OAKLAND, Calif. — On Wednesday, health authorities across six Bay Area counties loosened the shelter-in-place orders, allowing for the resumption of some business and recreational activities under the existing social distancing requirements.

The new order, which takes effect on May 4, extends the bulk of the shelter-in-place order to May 31. The fields that can reopen include construction and some sports, including golf and tennis. In addition, real estate transactions — including limited viewings — can resume. 

All businesses must update or create a new social distancing protocol. Additionally, the order provides the ability for childcare facilities and summer camps that serve essential workers to open under specific circumstances, notably that they can only host “12 or fewer” children that are “in the same group each day.” 

In a joint statement, officials from Alameda, Contra Costa, Marin, San Mateo, San Francisco, and Santa Clara counties and the City of Berkeley, said that if this new order differs with any state-issued ordered, the “stricter order applies.”

Roger Goodell will cut salary to $0 as NFL announces furloughs and pay cuts

Commissioner Roger Goodell speaks just before the NFL football draft on April 23, 2020.NFL via AP

In a memo to NFL league employees, Commissioner Roger Goodell announced upcoming furloughs and pay cuts in response to the "economic effects imposed by the COVID-19 virus."

In addition to the measures outlined in the memo, Goodell voluntarily asked to cut his salary to $0 in March, a change that went into effect earlier this month. Goodell's salary is approximately $4-5 million.

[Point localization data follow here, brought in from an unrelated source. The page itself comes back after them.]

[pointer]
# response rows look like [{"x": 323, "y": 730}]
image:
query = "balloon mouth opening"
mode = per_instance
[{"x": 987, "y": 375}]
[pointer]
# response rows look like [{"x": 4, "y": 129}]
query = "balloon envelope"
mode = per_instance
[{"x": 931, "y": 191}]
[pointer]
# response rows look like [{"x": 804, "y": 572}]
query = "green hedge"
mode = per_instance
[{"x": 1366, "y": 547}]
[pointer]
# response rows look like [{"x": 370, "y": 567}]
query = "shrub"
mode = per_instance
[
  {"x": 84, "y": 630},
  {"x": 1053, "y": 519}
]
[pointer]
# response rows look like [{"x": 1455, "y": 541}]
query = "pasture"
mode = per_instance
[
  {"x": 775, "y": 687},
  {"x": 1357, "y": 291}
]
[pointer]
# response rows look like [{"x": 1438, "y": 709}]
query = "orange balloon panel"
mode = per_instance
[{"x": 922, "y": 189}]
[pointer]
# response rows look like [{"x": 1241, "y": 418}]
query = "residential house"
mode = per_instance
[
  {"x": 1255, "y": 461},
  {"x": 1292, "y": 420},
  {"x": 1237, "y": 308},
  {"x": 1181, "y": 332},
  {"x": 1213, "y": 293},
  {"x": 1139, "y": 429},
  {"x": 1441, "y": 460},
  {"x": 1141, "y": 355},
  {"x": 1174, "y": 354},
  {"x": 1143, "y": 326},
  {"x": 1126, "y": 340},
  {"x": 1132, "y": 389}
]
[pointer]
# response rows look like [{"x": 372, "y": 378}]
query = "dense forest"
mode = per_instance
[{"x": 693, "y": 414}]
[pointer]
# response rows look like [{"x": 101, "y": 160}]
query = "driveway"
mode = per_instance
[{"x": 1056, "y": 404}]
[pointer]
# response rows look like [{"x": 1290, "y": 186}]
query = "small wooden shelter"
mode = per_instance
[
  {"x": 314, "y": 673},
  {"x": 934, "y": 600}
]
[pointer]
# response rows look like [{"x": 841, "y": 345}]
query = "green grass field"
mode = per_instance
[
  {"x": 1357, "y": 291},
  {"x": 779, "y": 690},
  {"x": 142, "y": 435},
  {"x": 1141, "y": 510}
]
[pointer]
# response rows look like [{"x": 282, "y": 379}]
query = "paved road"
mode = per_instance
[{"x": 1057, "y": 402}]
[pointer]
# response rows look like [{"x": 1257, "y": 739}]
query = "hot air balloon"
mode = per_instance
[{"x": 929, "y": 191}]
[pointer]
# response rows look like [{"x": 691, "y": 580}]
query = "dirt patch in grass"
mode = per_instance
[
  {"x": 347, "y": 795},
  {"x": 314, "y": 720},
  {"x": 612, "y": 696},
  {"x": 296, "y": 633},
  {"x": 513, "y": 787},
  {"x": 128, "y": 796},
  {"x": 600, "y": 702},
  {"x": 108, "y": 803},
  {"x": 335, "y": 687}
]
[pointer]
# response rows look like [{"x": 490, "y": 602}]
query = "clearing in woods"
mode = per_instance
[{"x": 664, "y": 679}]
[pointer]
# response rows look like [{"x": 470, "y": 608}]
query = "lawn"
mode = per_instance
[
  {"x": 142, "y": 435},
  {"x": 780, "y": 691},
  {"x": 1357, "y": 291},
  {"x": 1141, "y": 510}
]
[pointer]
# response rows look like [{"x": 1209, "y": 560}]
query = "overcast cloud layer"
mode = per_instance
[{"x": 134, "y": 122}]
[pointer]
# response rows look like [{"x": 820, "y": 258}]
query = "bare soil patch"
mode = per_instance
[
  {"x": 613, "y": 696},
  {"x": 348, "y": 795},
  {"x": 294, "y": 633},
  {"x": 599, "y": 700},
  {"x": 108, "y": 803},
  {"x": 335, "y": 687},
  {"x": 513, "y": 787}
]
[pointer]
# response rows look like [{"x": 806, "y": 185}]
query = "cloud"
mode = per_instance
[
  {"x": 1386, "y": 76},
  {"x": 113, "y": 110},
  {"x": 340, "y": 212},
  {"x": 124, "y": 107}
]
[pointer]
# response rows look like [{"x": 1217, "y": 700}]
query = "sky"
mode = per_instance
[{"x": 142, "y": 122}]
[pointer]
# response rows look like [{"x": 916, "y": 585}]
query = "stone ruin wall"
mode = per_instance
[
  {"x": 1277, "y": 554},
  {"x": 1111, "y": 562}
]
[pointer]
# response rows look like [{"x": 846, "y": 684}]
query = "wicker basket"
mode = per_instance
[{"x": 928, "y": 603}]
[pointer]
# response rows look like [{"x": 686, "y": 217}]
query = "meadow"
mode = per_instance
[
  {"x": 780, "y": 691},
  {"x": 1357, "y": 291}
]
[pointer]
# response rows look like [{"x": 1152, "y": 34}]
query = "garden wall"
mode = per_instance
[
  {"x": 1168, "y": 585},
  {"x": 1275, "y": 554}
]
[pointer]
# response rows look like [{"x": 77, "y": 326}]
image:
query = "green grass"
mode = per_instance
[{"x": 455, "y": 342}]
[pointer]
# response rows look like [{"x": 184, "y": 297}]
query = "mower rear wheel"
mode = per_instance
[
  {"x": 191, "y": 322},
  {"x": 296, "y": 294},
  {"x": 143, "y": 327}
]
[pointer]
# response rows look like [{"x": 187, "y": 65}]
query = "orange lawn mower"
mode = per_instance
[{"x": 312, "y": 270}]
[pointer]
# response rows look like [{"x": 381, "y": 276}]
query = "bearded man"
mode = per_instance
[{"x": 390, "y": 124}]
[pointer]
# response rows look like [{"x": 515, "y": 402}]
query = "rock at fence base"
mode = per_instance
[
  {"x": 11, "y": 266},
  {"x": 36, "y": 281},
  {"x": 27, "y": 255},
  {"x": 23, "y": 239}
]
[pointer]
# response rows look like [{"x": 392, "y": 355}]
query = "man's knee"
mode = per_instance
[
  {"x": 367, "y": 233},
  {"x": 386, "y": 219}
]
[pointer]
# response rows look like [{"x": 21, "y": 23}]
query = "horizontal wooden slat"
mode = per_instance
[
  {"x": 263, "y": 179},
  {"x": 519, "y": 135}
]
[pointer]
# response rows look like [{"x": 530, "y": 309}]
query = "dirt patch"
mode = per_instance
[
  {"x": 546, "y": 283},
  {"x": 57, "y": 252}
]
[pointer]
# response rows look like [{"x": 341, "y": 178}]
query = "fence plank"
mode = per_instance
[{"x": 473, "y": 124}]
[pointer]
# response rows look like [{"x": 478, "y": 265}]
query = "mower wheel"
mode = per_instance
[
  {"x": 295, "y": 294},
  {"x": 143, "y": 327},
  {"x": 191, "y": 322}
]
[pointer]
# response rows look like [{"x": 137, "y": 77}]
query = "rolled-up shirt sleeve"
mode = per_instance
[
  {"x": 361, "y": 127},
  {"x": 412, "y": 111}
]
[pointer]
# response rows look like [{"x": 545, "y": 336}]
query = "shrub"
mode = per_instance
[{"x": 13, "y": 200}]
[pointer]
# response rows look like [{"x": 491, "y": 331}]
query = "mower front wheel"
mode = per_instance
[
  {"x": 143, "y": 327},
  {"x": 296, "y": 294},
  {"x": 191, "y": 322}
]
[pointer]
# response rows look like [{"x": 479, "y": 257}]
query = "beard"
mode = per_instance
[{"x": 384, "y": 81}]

His total annual compensation is roughly $40 million.

"The economic consequences for our country have been substantial, and we have taken a series of steps in response to their impact on the NFL," Goodell wrote.

Indefinite pay cuts will take effect in paychecks issued on May 22. The cuts will be 5% for employees up to the manager level, 7% for directors, 10% for vice presidents, 12% for senior VPs and 15% for executive VPs. No one who makes under $100,000 will have their pay cut and no one's pay will be reduced below $100,000.

The league is continuing to prepare for a full 2020-2021 season. 

TSA says 500 of its employees have tested positive for COVID-19

TSA agents screen passengers at Seattle-Tacoma International Airport on April 15, 2020.Elaine Thompson / AP

Five hundred people who work for the Transportation Security Administration have tested positive for COVID-19, including four people who died from the disease, the agency said Wednesday.

Of the 500 who tested positive, 208 TSA employees recovered from the illness, the agency said in a statement.

Almost 40 percent of positive cases were found in employees working in the three major airports serving the greater New York City region.